Acceptance criteria:

  • Default CI remains fake-provider only.
  • Opt-in real test can produce a completed transcript for test-audio/jfk.wav.
  • Real test asserts non-empty text and path-safe public outputs.
  • Auto-download disabled path fails with a sanitized model-unavailable error.

Testing focus:

  • Real local provider transcription with jfk.wav.
  • Optional diarization only if model/runtime availability makes it practical.
  • Auto-download enabled/disabled behavior.
  • No path leakage from real failures.

Commit guidance:

  • Commit gated integration tests separately from runtime implementation fixes.

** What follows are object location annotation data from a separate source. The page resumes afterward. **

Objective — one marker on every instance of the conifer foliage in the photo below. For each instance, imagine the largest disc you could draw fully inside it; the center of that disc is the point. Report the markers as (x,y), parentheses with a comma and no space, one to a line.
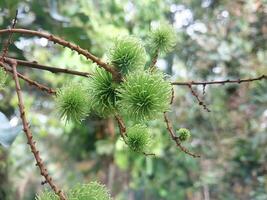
(140,95)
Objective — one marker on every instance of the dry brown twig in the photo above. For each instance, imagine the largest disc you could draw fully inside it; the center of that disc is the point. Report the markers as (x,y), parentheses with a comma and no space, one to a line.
(64,43)
(29,81)
(8,42)
(55,70)
(31,142)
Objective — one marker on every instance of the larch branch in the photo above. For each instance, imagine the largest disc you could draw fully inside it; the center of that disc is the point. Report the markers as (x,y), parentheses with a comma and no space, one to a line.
(28,80)
(31,142)
(69,45)
(35,65)
(238,81)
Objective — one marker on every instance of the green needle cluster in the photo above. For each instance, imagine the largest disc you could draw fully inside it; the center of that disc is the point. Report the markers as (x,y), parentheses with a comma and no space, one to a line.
(144,95)
(127,54)
(138,138)
(72,102)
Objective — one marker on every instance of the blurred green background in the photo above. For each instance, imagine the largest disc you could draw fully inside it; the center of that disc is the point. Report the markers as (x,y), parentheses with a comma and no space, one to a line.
(217,39)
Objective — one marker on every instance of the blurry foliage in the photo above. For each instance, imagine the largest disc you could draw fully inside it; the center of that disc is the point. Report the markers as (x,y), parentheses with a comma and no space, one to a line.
(217,39)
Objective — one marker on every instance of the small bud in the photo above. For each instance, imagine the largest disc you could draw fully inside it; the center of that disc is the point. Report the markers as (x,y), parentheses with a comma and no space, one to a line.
(138,138)
(183,134)
(72,102)
(3,78)
(163,38)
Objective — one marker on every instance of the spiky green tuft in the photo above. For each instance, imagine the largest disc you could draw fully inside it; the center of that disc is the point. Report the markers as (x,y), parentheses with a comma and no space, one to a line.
(72,102)
(47,195)
(183,134)
(144,95)
(138,138)
(163,38)
(102,92)
(3,78)
(91,191)
(127,54)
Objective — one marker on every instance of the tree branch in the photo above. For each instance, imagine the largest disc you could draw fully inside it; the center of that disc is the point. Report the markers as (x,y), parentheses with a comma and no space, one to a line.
(8,42)
(123,134)
(176,139)
(29,81)
(31,142)
(35,65)
(64,43)
(262,77)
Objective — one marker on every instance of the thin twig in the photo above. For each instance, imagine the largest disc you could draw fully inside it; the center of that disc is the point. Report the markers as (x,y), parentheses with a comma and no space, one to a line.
(116,75)
(154,59)
(200,102)
(220,82)
(29,81)
(31,142)
(176,139)
(122,127)
(8,42)
(35,65)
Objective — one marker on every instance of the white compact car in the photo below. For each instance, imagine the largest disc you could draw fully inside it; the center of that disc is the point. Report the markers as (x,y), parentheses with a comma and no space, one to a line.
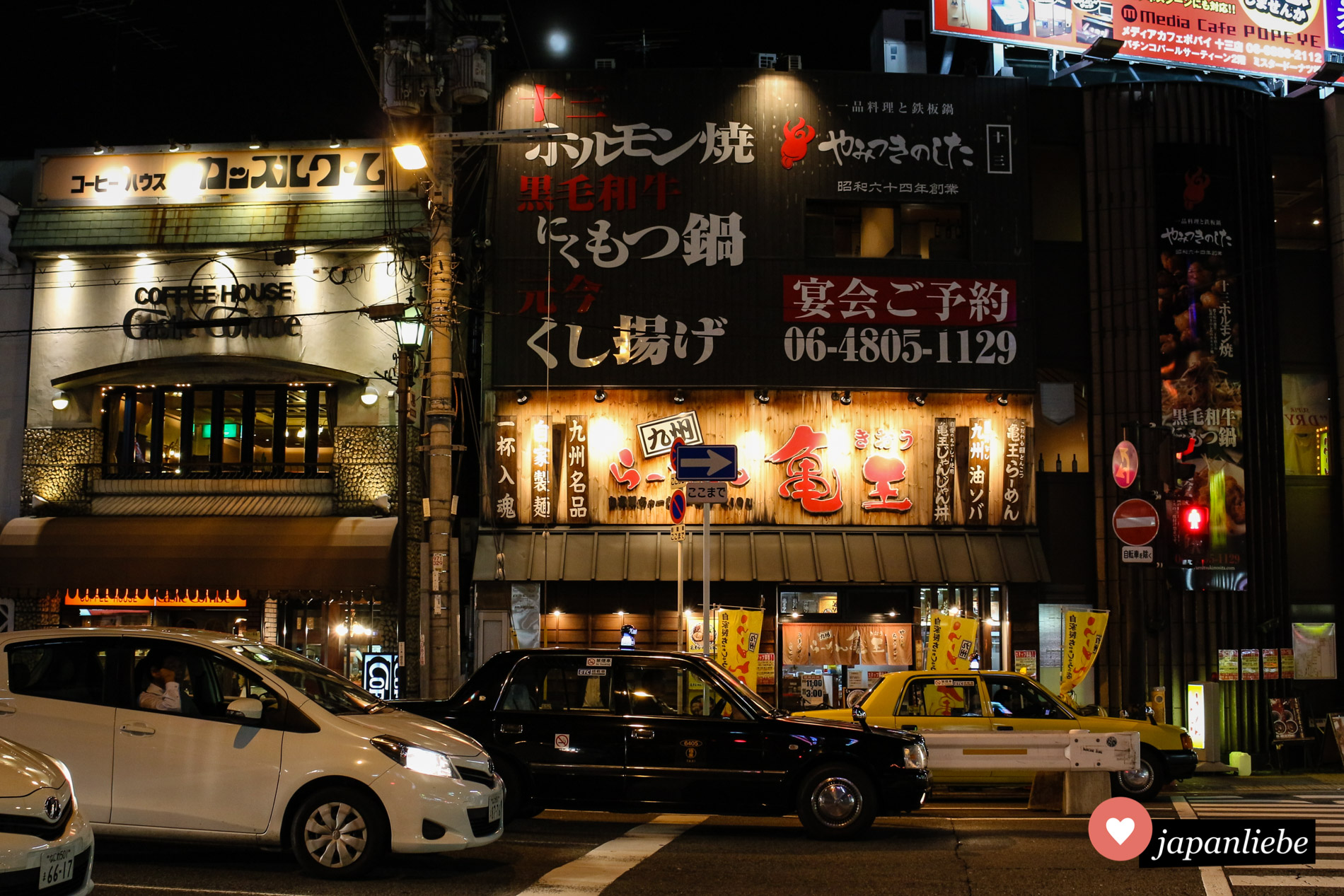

EWI-Sprint 9: Hardening, Cleanup

Goal: audit the full implementation for correctness, performance, privacy, and maintainability.

Tasks:

  • Run the full backend test/vet baseline.
  • Run focused race/concurrency tests for queue claiming if practical.
  • Run opt-in jfk.wav real engine smoke.
  • Audit public API responses and events for path/token leakage.
  • Audit handler packages for business logic that should move behind services.
  • Audit repository terminal updates for transaction boundaries.
  • Audit worker shutdown and cancellation behavior.
  • Remove dead code, obsolete TODOs, and stale docs from earlier sprints.
  • Update devnotes/engine-worker-sprint-tracker.md with final verification results.

Acceptance criteria:

  • Full fake-provider test suite passes.
  • Real jfk.wav smoke passes or has a documented external dependency blocker.
  • No known path leaks in API, events, logs endpoint, or tests.
  • Queue restart recovery is covered.
  • Commit history is organized by sprint and behavior.

Testing focus:

  • Full package tests and vet.
  • API regression tests.
  • Queue concurrency/recovery tests.
  • Transcript compatibility tests.
  • Real engine smoke.

Commit guidance:

  • Commit hardening fixes in narrow patches.
  • Final commit should be docs/tracker updates only.

Minimum Test Coverage Set

The target is not 100% coverage. The minimum set must cover the highest-risk paths:

  • Config parse defaults and invalid values.
  • Provider request/result mapping and sanitized errors.
  • Queue enqueue, claim, lease renew, recovery, cancel queued, cancel running, and no duplicate claim.
  • Orchestrator success, provider failure, cancellation, canonical JSON, words absent, and diarization merge.
  • API create/submit/retry/cancel/transcript/events/executions/logs/models hot paths.
  • Security/path-leak regression for API responses, events, logs, and provider errors.
  • Gated real engine transcription using test-audio/jfk.wav.

Completion Definition

This sprint run is complete when:

  • Fresh install starts without Python environment setup.
  • Missing models download automatically on first job when enabled.
  • A transcription moves from queued to processing to completed or failed.
  • Completed transcripts include text, segments, and word timestamps when available.
  • Missing word timestamps are represented as words: [].
  • Diarization assigns public-safe speaker labels when requested and available.
  • Events report progress and terminal states.
  • Executions and logs endpoints are implemented and sanitized.
  • Queue state survives restart and recovers orphaned processing jobs.
  • Legacy Python adapter bootstrap is gone from server startup.
  • Real jfk.wav smoke has been run or blocked by a documented external dependency.